Open turt2live opened 3 years ago
The obvious problem with a deny list is that it tends to be easy to circumvent - for example, use a CNAME or an IP address. That's ok provided everyone understands that, and it could still be an effective tool to deal with mass-phishing attacks where everyone is being redirected to the same target, but I'm worried that inexperienced admins could see the feature and assume it is bulletproof.
Regarding an allow list: we already have a list of redirect destinations which do not require confirmation from the user - is anything further needed?
an "allow list" would be different from that: it would gatekeep the SSO to only the listed domains, which may or may not require confirmation from the user. Deny lists could indeed be easily circumvented, but an allow list would effectively limit phishing for more closed environments (ie: corporate servers)
Would it be sufficient to have an option which disables the confirmation prompt altogether, and only allows (confirmationless) redirects to domains in the existing allow list?

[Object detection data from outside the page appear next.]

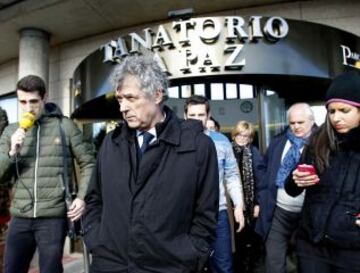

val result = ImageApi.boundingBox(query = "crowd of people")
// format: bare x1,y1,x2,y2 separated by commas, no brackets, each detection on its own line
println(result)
0,54,360,273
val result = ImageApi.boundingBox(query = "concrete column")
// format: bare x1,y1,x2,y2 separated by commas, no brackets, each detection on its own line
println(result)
19,28,50,86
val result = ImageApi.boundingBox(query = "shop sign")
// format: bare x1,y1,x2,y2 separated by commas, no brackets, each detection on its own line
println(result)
341,45,360,69
100,16,289,77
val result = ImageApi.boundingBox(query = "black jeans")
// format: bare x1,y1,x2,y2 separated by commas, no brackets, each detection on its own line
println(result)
265,206,300,273
296,238,360,273
4,217,67,273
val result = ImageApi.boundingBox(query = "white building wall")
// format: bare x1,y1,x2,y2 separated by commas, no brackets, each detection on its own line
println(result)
0,0,360,115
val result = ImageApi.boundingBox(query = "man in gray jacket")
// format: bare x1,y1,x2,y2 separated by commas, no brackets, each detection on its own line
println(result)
0,75,95,273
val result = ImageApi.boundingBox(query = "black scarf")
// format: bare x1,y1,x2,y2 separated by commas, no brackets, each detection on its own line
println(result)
233,142,255,225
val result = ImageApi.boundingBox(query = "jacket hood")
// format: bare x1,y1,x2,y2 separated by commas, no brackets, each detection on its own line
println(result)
337,126,360,151
112,105,204,146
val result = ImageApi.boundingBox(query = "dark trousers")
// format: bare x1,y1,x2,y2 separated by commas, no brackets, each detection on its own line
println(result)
265,207,300,273
210,210,233,273
4,217,67,273
296,239,360,273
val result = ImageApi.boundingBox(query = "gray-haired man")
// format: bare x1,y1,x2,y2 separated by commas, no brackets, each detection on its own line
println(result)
85,53,219,273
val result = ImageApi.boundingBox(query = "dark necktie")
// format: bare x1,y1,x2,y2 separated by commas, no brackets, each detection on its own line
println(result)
140,132,154,154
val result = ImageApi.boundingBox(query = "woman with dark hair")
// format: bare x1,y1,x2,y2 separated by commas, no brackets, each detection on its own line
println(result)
231,120,265,273
285,72,360,273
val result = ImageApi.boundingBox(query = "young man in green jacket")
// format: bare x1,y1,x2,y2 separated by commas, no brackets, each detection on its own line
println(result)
0,75,95,273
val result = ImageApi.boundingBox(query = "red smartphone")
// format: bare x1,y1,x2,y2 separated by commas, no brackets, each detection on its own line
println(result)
297,164,316,175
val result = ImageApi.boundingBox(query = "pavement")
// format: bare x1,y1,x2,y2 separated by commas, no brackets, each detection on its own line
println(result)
28,253,84,273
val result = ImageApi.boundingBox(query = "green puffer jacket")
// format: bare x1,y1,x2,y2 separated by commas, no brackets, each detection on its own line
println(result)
0,103,95,218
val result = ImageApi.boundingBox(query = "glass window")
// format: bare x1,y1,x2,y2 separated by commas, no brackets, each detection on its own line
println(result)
168,86,179,98
261,90,287,148
194,83,205,96
210,83,224,100
225,83,238,99
239,84,254,99
181,85,191,98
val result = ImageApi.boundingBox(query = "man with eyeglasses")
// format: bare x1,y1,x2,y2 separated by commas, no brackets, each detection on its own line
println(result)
0,75,95,273
85,53,219,273
184,95,245,273
255,103,316,273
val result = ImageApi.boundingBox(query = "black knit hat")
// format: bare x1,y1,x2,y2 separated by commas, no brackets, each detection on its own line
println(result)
325,71,360,107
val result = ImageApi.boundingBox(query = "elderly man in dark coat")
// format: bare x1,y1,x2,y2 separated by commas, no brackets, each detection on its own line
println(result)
255,103,315,273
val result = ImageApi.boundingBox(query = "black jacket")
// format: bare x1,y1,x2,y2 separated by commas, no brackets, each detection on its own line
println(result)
85,108,219,273
285,127,360,250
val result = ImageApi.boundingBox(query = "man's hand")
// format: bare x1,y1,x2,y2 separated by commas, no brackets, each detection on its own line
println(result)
9,128,26,156
67,198,85,222
234,205,245,232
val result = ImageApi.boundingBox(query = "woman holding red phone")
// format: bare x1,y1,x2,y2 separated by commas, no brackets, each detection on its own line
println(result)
285,72,360,273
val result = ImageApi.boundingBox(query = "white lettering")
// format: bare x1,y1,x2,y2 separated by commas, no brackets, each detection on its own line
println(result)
199,18,221,44
224,45,246,70
264,17,289,41
129,28,152,53
225,17,249,43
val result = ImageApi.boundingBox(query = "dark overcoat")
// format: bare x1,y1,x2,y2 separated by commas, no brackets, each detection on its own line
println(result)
255,130,287,240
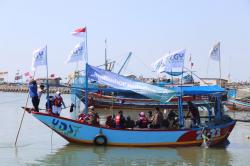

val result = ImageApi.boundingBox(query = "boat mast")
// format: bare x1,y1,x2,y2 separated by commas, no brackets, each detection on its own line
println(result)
104,39,108,70
85,27,89,114
118,52,132,74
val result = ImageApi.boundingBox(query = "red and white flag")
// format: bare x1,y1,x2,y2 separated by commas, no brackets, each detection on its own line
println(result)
24,72,30,77
71,27,87,37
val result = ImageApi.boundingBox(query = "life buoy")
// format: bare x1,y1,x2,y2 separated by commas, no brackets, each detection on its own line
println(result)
94,134,108,146
54,97,62,107
233,103,236,110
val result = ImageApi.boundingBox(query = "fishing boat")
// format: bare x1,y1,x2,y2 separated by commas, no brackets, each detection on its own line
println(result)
24,64,236,147
225,98,250,111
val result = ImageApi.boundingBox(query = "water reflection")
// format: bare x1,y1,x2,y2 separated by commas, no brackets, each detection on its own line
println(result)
33,144,230,166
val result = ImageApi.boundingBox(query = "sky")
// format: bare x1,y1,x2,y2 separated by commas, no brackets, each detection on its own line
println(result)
0,0,250,81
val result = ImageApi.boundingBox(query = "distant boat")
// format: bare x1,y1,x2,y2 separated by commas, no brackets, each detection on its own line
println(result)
24,64,236,147
226,98,250,111
22,109,236,147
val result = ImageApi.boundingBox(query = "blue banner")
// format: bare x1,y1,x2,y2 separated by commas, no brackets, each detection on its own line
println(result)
87,65,176,103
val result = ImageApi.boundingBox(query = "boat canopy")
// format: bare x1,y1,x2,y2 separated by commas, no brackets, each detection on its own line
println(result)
171,85,225,95
164,71,185,76
87,65,176,103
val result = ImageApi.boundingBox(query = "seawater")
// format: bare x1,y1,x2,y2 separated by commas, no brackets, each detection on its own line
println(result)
0,92,250,166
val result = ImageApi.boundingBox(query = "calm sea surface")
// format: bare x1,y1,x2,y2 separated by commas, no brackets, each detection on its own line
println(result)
0,92,250,166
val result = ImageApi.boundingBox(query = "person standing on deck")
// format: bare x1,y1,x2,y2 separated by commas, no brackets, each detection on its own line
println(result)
52,91,66,116
29,79,39,112
187,101,200,126
37,84,45,105
152,107,163,128
115,110,126,129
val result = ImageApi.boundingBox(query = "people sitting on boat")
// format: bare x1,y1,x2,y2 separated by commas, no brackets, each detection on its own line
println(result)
29,79,39,112
78,113,87,123
147,111,153,128
187,101,200,127
115,110,126,129
136,112,148,128
105,115,115,128
85,106,100,126
167,110,179,129
52,91,66,116
45,96,53,114
152,107,163,128
125,116,135,129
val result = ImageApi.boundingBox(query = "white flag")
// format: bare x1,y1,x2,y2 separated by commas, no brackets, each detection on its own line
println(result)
66,42,86,63
210,42,220,61
151,49,186,73
71,27,87,37
32,46,47,71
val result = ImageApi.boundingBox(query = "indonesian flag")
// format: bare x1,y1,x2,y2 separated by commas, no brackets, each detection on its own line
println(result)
71,27,87,37
209,42,220,61
24,72,30,77
32,46,47,71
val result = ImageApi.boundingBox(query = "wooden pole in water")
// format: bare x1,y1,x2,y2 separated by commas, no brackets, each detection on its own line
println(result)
15,71,36,146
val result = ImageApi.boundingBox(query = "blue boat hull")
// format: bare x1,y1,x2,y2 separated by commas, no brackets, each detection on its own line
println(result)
32,112,235,147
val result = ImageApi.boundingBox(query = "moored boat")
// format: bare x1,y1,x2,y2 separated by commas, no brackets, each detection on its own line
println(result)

That would appease the invented usecase, yes. The privately-visible context on this issue would want deny lists and nothing to do with allow lists, but the security of such a deny list would need to be carefully presented, as richvdh notes.
Gotcha -- denylists seem like a reasonable thing to have, despite their limitations.
Description:
This is to say "I really don't want example.org to be a redirect target". Default should be to allow everything. Bonus points for explicitly creating an allow list to complement the idea of a deny list.